‘The Social Network’ – I Enjoyed It

We went to see The Social Network yesterday, and I recommend you go and see it as well. Not because it’s the greatest film ever, or because it gives a unique insight into what it was about, but because I enjoyed it and would like you to as well.

Jesse Eisenberg was excellent, aloof and purse-lipped one minute, verbally machine-gunning the next, glowering the rest of the time. His growing rage at not being included was reflected in Trent Reznor’s simmering “growing rage” theme, which was revisited at key points through the movie. The script and performance made you feel sorry for Zuckerberg even as you thought he was an asshole. He went from being dumped, to lashing out, to being infamous, then sought after, then successful, then famous, then sued, then finally alone, trying to “friend” the girl that dumped him.

Whether all that has anything to do with real life, based as it was on a book, based on a true story, who knows. The regular statement at the end of the credits (Cassie’s a credit-watcher and she’s taught me a lot about what to look out for) about “any similarity purely coincidental” was replaced with a much longer and more convoluted paragraph.

The key quote of the film for me was from Eisenberg, “If you’re the founders of Facebook then you would have founded Facebook”. His repeated defense that he didn’t use any of the code from the project he had been asked to work on was a little thin – code is one thing, ideas are another, although the idea the twins had was basically “Exclusive Friendster”.

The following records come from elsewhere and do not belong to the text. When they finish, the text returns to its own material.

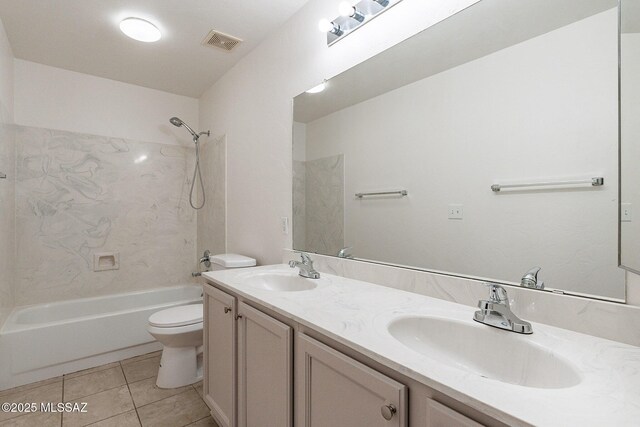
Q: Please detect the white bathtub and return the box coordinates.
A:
[0,285,202,390]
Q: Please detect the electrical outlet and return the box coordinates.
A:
[620,203,632,222]
[280,216,289,234]
[448,205,464,219]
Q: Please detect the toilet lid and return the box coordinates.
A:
[149,304,203,328]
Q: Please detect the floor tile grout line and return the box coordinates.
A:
[133,388,189,410]
[61,382,129,402]
[120,361,142,426]
[62,362,120,380]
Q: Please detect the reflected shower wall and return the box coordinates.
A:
[194,135,227,260]
[293,154,344,255]
[12,126,196,305]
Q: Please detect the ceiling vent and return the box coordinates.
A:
[202,30,242,51]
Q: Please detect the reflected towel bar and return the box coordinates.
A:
[356,190,409,199]
[491,176,604,193]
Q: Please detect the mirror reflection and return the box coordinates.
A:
[293,0,624,300]
[620,0,640,273]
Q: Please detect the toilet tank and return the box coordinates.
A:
[209,254,256,271]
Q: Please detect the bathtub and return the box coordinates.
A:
[0,285,202,390]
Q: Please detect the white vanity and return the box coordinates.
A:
[203,265,640,427]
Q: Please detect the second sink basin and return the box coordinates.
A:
[243,272,318,292]
[388,316,581,388]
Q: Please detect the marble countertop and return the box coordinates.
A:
[202,265,640,426]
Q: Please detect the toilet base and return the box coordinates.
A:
[156,346,202,388]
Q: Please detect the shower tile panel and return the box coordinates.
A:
[0,124,16,327]
[15,127,196,305]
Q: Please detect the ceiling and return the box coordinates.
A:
[0,0,308,97]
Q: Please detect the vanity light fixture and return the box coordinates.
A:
[120,17,162,43]
[338,1,364,22]
[306,80,327,94]
[318,19,342,37]
[318,0,402,46]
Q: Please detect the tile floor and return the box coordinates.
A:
[0,352,218,427]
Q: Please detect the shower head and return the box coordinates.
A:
[169,117,200,141]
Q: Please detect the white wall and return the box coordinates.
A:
[0,17,14,123]
[0,15,15,327]
[15,59,198,145]
[307,9,624,299]
[200,0,476,264]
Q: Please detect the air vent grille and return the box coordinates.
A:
[202,30,242,51]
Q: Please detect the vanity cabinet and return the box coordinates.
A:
[204,284,496,427]
[238,302,293,427]
[203,286,237,427]
[204,286,293,427]
[296,333,408,427]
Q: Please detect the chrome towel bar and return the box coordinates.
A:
[491,176,604,193]
[356,190,409,199]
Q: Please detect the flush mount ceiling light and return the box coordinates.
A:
[120,18,162,43]
[307,81,327,94]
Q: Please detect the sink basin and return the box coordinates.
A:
[388,317,581,389]
[243,272,318,292]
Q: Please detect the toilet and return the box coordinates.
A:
[147,254,256,388]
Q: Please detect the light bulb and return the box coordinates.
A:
[318,19,335,33]
[338,1,356,17]
[307,82,327,93]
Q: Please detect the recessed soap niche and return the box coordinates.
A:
[93,252,120,271]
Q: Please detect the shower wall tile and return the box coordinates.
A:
[0,124,16,327]
[305,154,344,255]
[293,160,307,250]
[194,135,227,262]
[14,127,196,305]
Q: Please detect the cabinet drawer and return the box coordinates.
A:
[296,333,407,427]
[424,398,483,427]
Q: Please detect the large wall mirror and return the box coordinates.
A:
[293,0,624,301]
[620,0,640,274]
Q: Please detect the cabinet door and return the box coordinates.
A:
[204,286,236,427]
[425,398,482,427]
[238,302,293,427]
[296,334,408,427]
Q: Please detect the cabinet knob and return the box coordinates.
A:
[380,403,398,421]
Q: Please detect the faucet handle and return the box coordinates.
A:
[289,251,313,265]
[485,282,509,305]
[520,267,544,289]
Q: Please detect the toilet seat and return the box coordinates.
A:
[149,304,203,328]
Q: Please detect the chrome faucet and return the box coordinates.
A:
[338,246,353,258]
[520,267,544,289]
[473,283,533,334]
[289,252,320,279]
[191,249,211,277]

I enjoyed the first “hacking” scene, showing MZ bashing away on his Linux box (was that KDE 2?) while the exclusive final clubs bussed in girls to frolic with. I was pleased to recognize and almost follow what he did to gather the photos needed to create the bitter kneejerk facemash.com.

We didn’t realise the part of the Winkelvoss twins was played by one actor – a testament to the digital trickery used to double him up. The trendy tilt-shift photography in Henley was a nice touch. I used to live in Marlow, just down the river from there, but I’m afraid my lifestyle was not that of the characters. I lived in a room that used to be a garage, off the back of a Post Office, with the lock facing the wrong way so I had to leave the key in the lock otherwise I was locked in my room.

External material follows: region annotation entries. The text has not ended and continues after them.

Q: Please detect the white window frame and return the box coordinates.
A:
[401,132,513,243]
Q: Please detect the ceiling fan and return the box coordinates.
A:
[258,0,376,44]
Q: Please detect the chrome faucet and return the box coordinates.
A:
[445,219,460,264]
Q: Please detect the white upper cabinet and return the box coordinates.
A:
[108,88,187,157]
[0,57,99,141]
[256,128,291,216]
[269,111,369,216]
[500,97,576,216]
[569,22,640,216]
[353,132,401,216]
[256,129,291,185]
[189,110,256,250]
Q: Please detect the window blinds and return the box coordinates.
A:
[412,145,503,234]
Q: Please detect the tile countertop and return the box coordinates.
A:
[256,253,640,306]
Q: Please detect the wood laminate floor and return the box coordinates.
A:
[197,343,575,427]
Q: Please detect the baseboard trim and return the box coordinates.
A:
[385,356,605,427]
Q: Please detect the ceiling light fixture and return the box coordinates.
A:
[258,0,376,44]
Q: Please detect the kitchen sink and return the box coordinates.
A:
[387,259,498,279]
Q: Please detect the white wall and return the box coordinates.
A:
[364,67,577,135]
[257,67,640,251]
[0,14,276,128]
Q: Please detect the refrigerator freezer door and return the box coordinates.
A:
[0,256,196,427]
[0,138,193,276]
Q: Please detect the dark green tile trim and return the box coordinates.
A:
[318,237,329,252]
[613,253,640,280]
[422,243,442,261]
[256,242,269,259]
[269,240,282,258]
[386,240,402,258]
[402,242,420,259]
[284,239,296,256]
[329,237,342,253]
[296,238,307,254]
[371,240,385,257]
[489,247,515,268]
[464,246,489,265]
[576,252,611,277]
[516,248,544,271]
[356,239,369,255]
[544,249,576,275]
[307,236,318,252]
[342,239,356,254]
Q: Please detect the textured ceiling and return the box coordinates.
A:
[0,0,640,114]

As for Facebook in real life, I joined when it opened up to large US businesses, shortly before it opened up to anyone. I am wary about the privacy issues surrounding it. The Electronic Frontier Foundation in the US, and the Open Rights Group in the UK (same color scheme, similar work, vastly different size) have a lot to say about it, as do many tech rights bloggers. I’ve been able to contact many old friends and acquaintances through the site, but I wish I could take them by the virtual hand and show them the open web. I’ve been downscaling my presence on there, but I’m not yet ready to quit.

Come Sunday evening, I was washing up after a lovely dinner of fresh pesto pasta and cranberry juice, and I heard Cassie watching The IT Crowd, so I took a rest and watched, and it was the FriendFace episode, imagine that.

There were three of us at the Sundance Kabuki. My old theater pal Kristen is in town, and I’m happy to be back in contact after a gap of over two years, fuelled partly by an unnoticed Facebook friend drop glitch. When we rely on these tools too much, we can end up ignoring or excluding (deliberately or not) friends not on the network, and when we read too much into the way people apply the mechanisms these tool provide, the real social network can suffer.